Risk Factors or Causes of Pulmonary Arterial Hypertension
The proper cause of PAH is generally unknown, but there are so many risk factors that can increase the development of the condition. Some of the common risk factors or causes of PAH are as follows:
- Family History: In some cases, PAH can be genetics to run in the families.
- Medical Conditions: Medical conditions such as liver disease, connective tissue disease, or HIV are more likely to develop PAH.
- Diet Pills: Some diet pills such as Fen-Phen can lead to PAH.
- Congenital heart defects: some people are born with weakened heart or heart defects, which can lead to the development of PAH.
- Age: After the age of 60, PAH is a more common health condition.
- Gender: In women have more chances to develop PAh than men.
- Lifestyle Factors: Unhealthy lifestyle factors such as smoking, alcohol consumption, obesity, and a sedentary lifestyle can lead to the risk of developing PAH.
- Idiopathic: The cause of Pulmonary Arterial Hypertension (PAH) is unknown in some cases.
Diagnosis of Pulmonary Arterial Hypertension
Diagnosing PAH can be challenging due to the symptoms can be similar to those of other conditions such as asthma or chronic obstructive pulmonary disease (COPD). To diagnose PAH, your healthcare provider suggests several tests according to your physical exam, and medical history.

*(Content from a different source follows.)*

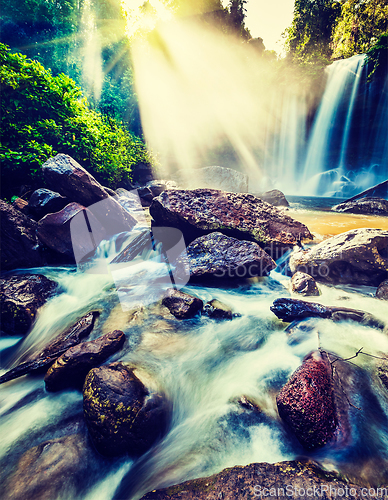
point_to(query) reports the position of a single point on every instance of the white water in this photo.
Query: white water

- Echocardiogram: This test creates images of the heart and lungs by using sound wave technology to show how well your heart is functioning and detect any abnormalities in the pulmonary arteries.
- Pulmonary function Tests: The test shows how well your lungs are working and what amount of air you breathe in and out.
- Chest X-ray: In that test conclude that the heart or lungs had any changes.
- CT Scan: This test provides detailed information about the lungs, as a result, the doctor can help to detect any abnormalities in the pulmonary arteries.
Treatment of Pulmonary Arterial Hypertension
Right now, there is no cure for PAH, but several treatments are available to help manage the symptoms and decrease the progression of the condition. Here is the list of common treatment options for PAH.
- Medications: Sildenafil Citrate rich medications are often used to treat PAH. It works on your blood vessels to relax them and improve blood flow and decreases the blood pressure in your lungs which makes it easier for the heart to pump blood to the rest of your body.
- Oxygen Therapy: Supplemental oxygen can help improve oxygen levels in the blood and reduce the workload on the heart.
- Pulmonary Rehabilitation: These programs include exercise and breathing techniques that help work lung function in a proper way and reduce symptoms of PAH.
- Surgery: In some cases, surgery is required to replace or repair damaged heart valves, transplant a new lung or heart lung, or remove blood clots.
- Lifestyle Changes: Adapting healthy lifestyle choices, like maintaining a healthy weight, quitting smoking, and avoiding high altitudes helps manage symptoms of PAH.